Ho conosciuto donne che scoprono se stesse attraverso il sesso. Il sesso dato, il sesso ricevuto. Il sesso che rivela i bisogni che per venti, tredici, cinque anni abbiamo lasciato lì, immobili...e poi, tutto ad un tratto, saltano su, come una zucchina che, per quanto la butti giù con la forchetta, continua a riaffiorare nella pentola..e l'acqua bolle...e forse bolli anche tu. Perché il sesso fa bollire, sfrigolare; il sesso scalda, e forse è per questo che non possiamo farne a meno. Scaldami.
Non ci bastano gli amici, le amiche, gli zii, i cugini e anche i gatti. Ci servi tu. Tu che “nemmeno mi ricordavo cosa voleva dire essere baciata”, o tu che “ti rendi conto, mi accarezza!!”, e pure tu “che non mi faceva sentire sbagliata”.
Abbiamo bisogno di sentire che ci siamo, che valiamo, che ci muoviamo su questa terra; una terra che si fa corpo e diventa il corpo di te, che conosco ancora così poco, ma sento che senti e allora basta quello.
Perché il sesso ci fa scoprire. Ci toglie i vestiti, a volte lentamente, quasi fosse una danza, a volte con foga e nemmeno ti ricordi dove sono finite le mutande...
Il sesso ci fa scoprire a noi stesse, ci spoglia e ci svela, ci dice chi siamo, cosa sentiamo. Io ho bisogno. Se il sesso avesse una voce sarebbe questa, quella del bisogno.

Adesso abbiamo uno stipendio e il diritto di voto. Siamo donne in carriera (…) Non ci occupiamo più solo dell'amore. Siamo più dell'amore. Abbiamo ottenuto l'indipendenza. L'uguaglianza. Ma...cosa ne è stato dell'amore?
Credevamo che sarebbe esistito sempre, come l'aria, come l'acqua, come l'estate, come il sole. Che sapesse arrangiarsi da solo. Non avevamo messo in conto le cure silenziose che servono a mantenere l'amore regolare come la luce.
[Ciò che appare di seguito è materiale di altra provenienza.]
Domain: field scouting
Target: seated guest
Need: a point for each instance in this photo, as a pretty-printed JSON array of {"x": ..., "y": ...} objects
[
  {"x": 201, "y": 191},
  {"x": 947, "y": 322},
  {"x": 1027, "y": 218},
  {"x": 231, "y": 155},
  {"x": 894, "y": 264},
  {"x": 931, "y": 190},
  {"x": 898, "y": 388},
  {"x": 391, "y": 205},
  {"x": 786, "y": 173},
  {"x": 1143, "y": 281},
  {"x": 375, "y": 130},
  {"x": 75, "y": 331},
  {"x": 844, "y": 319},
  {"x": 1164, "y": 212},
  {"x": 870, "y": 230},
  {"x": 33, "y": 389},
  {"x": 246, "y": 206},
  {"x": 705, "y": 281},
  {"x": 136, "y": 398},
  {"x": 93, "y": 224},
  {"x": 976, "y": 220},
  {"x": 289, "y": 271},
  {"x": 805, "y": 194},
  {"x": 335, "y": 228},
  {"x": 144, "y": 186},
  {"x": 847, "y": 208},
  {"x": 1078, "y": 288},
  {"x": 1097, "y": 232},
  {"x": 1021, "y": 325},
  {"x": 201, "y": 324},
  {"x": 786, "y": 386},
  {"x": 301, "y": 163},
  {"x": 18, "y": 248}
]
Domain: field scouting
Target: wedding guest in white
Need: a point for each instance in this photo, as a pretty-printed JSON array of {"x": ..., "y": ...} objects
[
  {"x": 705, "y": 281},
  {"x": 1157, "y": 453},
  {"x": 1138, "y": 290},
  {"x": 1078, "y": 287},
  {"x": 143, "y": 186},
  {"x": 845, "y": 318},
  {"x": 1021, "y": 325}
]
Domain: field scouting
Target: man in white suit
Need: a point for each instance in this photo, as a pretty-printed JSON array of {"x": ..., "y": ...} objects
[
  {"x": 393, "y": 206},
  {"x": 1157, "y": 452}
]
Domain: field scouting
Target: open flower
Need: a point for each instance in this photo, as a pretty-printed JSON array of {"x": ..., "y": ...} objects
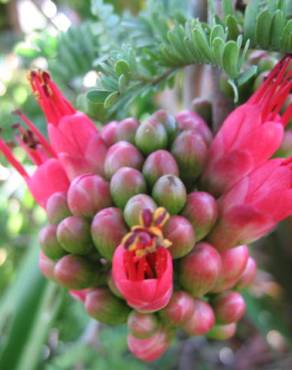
[
  {"x": 49, "y": 176},
  {"x": 251, "y": 133},
  {"x": 254, "y": 205},
  {"x": 142, "y": 265},
  {"x": 72, "y": 134}
]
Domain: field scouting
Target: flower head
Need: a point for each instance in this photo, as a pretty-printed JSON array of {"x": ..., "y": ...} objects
[
  {"x": 251, "y": 133},
  {"x": 142, "y": 265}
]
L'amore è rimasto lì, rincantucciato in un angolo. Lui troppe cose da fare e poi le smancerie non si addicono. Noi che aspettiamo. Aspettiamo un gesto, una cura. E così si disimpara.
Si diventa cinici. Ma nell'amore ahimè, non c'è spazio per il cinismo. L'amore ti sorprende, ti colpisce a tradimento, perché è vivo. Vivo come le api, l'erba, l'acqua, la terra. Che riposa d'inverno e si risveglia d'estate. Ma si sveglia. Prima o poi succede. E siamo impreparate il più delle volte.
Anche noi, noi che diciamo che per anni ci siamo state, lì presenti, salde, a portare sulle spalle il peso di due. Anche noi ci siamo dimenticate come si fa. Come si fa cosa? Ma come si fa ad amare. Altrimenti perché un abbraccio o un bacio ci stupirebbero tanto?
Sono i baci e gli abbracci che noi per prime abbiamo imparato a trattenere (per non essere ferite) e quindi disimparato a dare, che ci feriscono.
L'amore non fa più parte di noi. Sciocca. L'amore c'è, sempre, anche quando non lo vedi, anche sotto i tappeti, come la polvere.
Guarda che in un letto con il cassettone sotto, si forma lo stesso la polvere! Davvero? Si. E lo stesso succede con l'amore.
Si forma nei luoghi più inaspettati. Vive nel buco di quella carezza che “oggi non gli do perché...massi, tanto” e anche quando ti giri dall'altra parte nel letto perché sei abituata al suo calore vicino...ecco, lui si forma lì.


11 dicembre 2011

Se non ora quando...mi ricordo di me (parte 2)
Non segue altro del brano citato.